BetterLife Pharma Inc. announced that it has obtained the first set of positive in vivo pharmacokinetic (PK) data confirming the bioavailability of its lead compound BETR-001 (2-bromo-LSD, formerly TD-0148A) in the brain (target tissue) and plasma of treated mice. BETR-001 is a non-hallucinogenic derivative of lysergic acid diethylamide (LSD). The company had previously confirmed the non-hallucinogenic property of BETR-001 in the head-twitch-response (HTR) assay in mice, a model commonly used as a behavioral proxy in rodents for human hallucinogenic effects.
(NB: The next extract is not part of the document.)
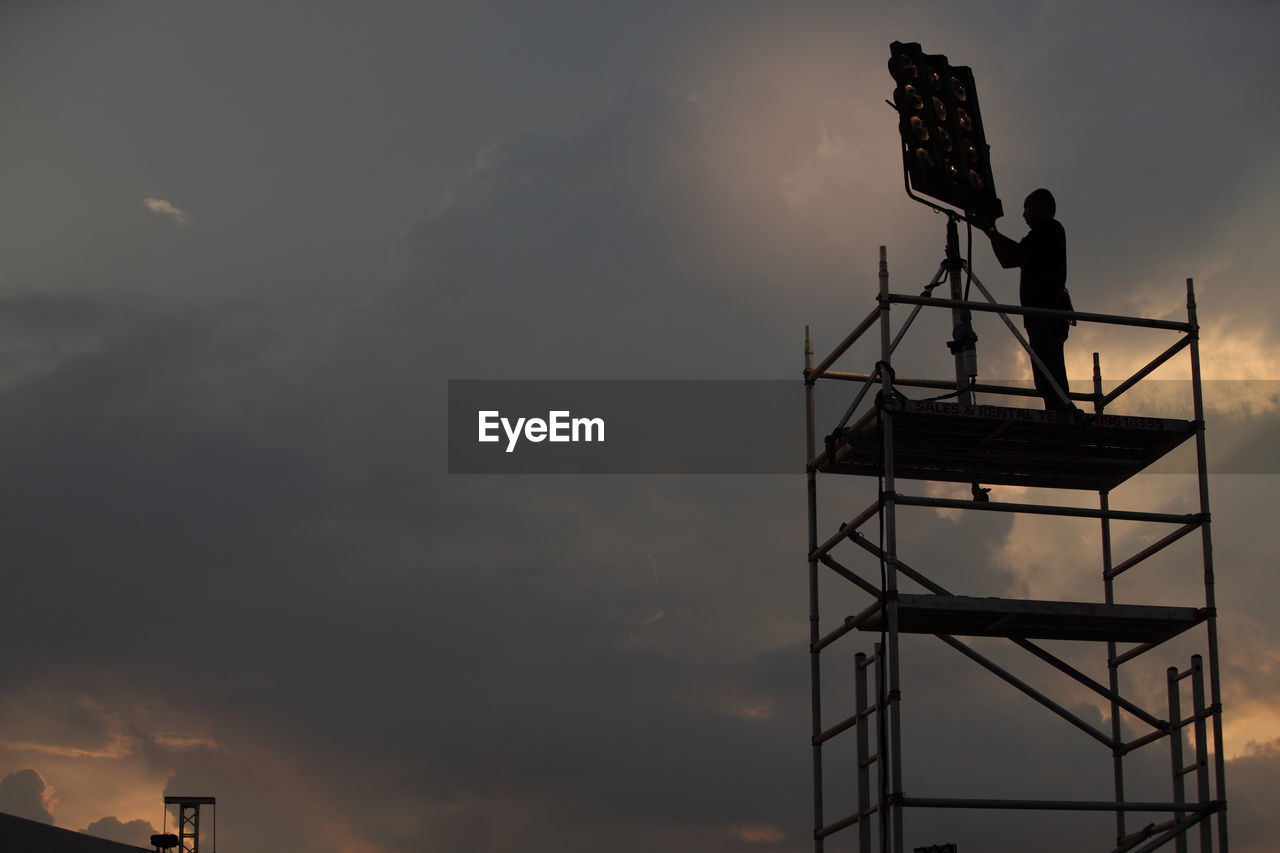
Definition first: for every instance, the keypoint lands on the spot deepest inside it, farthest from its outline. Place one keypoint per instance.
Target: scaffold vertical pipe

A key objective of the current study was to confirm that lack of hallucinogenic property of BETR-001 is not due to its poor bioavailability especially in the target brain tissue. The key PK data points from this mouse study conducted at Nucro-Technics (Scarborough, ON, Canada) include: A bioanalytical method was established to measure 2-bromo-LSD in mouse plasma and brain tissues. BETR-001 appeared quickly (10 minutes post dose) in the plasma and brain of mice following a single dose and remained detectable up to 8 hours post dose.

Plasma and brain exposure of BETR-001 increased in a time- and dose-dependent manner. The mean terminal half-life of BETR-001 in plasma (1.5 hours) was not significantly different among all dosing groups or between different sexes.